Background

Microbiome and chronic disorders

The incidence of immune-mediated (IBD, T1D) and/or metabolically-driven (Obesity, T2D) chronic disorders are dramatically increasing over the past decades in industrialized countries. Nutrition-related factors together with the gut microbiome emerged as prime environmental factors in the disease etiology. The search for disease susceptibility genes in the human genome is currently complemented with the analysis of the gut microbiome. Since the pioneering work by Louis Pasteur and Robert Koch in the 19th century, the study of pathogens has been a major interest in the field of microbiology. Yet, over the last twenty years, advances in gut microbial ecology have highlighted the fundamental role of commensal gut microorganisms in health and disease. The microbiome describes the symbiotic ecological community of commensal and pathogenic microorganisms that literally share the body space (Lederberg and McKay 2001 Scientist).

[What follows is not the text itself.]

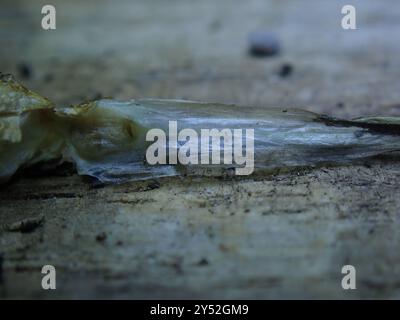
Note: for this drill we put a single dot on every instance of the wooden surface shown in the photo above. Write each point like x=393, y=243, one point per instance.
x=281, y=236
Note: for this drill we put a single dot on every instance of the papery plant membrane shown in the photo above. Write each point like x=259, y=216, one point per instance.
x=106, y=139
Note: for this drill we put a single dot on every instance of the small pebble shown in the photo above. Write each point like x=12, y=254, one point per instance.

The gut microbiome has a complex reciprocal relationship with its host. Its composition and activity can have both beneficial and deleterious effects, and at the same time, the (patho-)physiological state and genomic make-up of the host can modulate the profile and impact of the microbiome. A detailed description of the microbiome will require data on the genomic profiles, phylogenetic relationships, and spatial and temporal distribution of the different microorganisms that it comprises. The study of intestinal metagenomes by analyzing 16S rRNA gene or complete genome sequences has delivered first descriptive insights into bacterial functions in health and diseases and has shown that gut microbial ecosystems are even more complex than previously assumed. Gnotobiology, i.e., the use of germfree animals, has been essential for the discovery of bacterial functions in the gut. A key focus for research into cellular mechanisms is the tissue-environment interface. In the context of host-microbe interactions at the gut interface, intestinal epithelial cells (IEC) must adapt to constant changes in their environment by processing both bacterial and host-derived immune signals.

 

Cell stress und unfolded protein response (UPR) – sensing the environment

An emerging paradigm suggests that cell stress initiated through dysfunctions in the endoplasmatic reticulum (ER) and mitochondria may contribute to the loss of tissue homeostasis and the development of chronic pathologies. Extracellular signals and cellular demands are integrated in the cellular stress responses program orchestered by the unfolded protein response (UPR) of the endoplasmic reticulum (ER-UPR) and mitochondria (Mt-UPR). Protein folding and the maintenance of energy homeostasis are important cellular demands. Failure to adapt to these processes lead to uncontrolled inflammation, hyperproliferation or apoptosis associated with the loss of organ function. It seems intriguing that UPR signaling is essential for tissue homeostasis, but at the same time, cellular stress response mechanisms are implemented in the pathogenesis of IBD, colorectal cancer and diabetes, suggesting that common factors are involved in the development of immune-mediated and/or metabolically driven chronic disorders.